QATAR’S LNG EXPORTS DISRUPTED FOR 5 YEARS: INDIA’S RESTAURANT INDUSTRY HIT

NEW DELHI, 21 March 2026 : The Iranian strikes on its Gulf neighbours have disrupted about 17 per cent of Qatar’s liquefied natural gas (LNG) export capacity, causing an estimated $20 billion in lost annual revenue, Saad al-Kaabi, Qatar Energy’s CEO and state minister for energy affairs, said.

Those losses have implications ranging from LPG used in restaurants in India to South Korea’s chipmakers, which use helium.

According to al-Kaabi, the repairs will sideline 12.8 million tonnes per year of LNG for three to five years, threatening supplies to European and Asian nations, including China and India.

At least two of Qatar’s 14 LNG trains and one of its two gas-to-liquids (GTL) facilities were damaged in the unprecedented Iranian strikes over the past few days.

“I never in my wildest dreams would have thought that Qatar would be — Qatar and the region — in such an attack, especially from a brotherly Muslim country in the month of Ramadan, attacking us in this way,” al-Kaabi told news agency Reuters.

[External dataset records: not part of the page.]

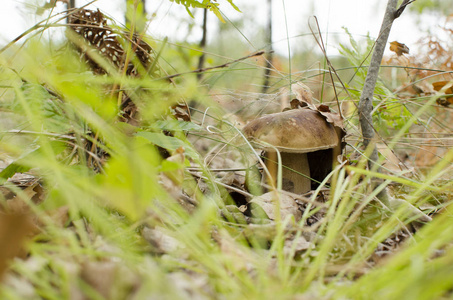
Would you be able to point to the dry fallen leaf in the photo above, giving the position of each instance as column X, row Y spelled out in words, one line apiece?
column 439, row 85
column 399, row 48
column 288, row 205
column 14, row 228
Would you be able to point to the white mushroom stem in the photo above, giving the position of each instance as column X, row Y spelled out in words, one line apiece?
column 295, row 166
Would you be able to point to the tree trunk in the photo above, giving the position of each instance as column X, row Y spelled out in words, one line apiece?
column 366, row 99
column 268, row 57
column 203, row 43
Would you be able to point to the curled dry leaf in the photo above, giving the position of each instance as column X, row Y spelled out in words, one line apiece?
column 288, row 205
column 399, row 48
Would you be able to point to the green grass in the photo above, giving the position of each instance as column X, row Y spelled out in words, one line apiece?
column 110, row 228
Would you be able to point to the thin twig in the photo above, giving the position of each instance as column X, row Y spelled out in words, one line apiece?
column 227, row 64
column 366, row 99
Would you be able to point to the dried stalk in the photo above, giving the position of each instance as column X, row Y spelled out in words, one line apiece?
column 366, row 99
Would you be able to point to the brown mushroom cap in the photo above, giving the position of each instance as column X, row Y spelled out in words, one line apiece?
column 293, row 131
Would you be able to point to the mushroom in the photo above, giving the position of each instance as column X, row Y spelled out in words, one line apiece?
column 294, row 133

The state-owned QatarEnergy has said that it will have to declare force majeure on long-term contracts for up to five years for LNG supplies bound for Italy, Belgium, South Korea, and China due to the two damaged trains.

Iran has aimed a series of attacks at Gulf oil and gas facilities after Israeli attacks on its own gas infrastructure. On Wednesday, the turmoil intensified following an Iranian missile attack on Ras Laffan, Qatar’s largest LNG plant, following which QatarEnergy had to declare force majeure on its entire output of LNG.

“For production to restart, first we need hostilities to cease,” al-Kaabi told Reuters.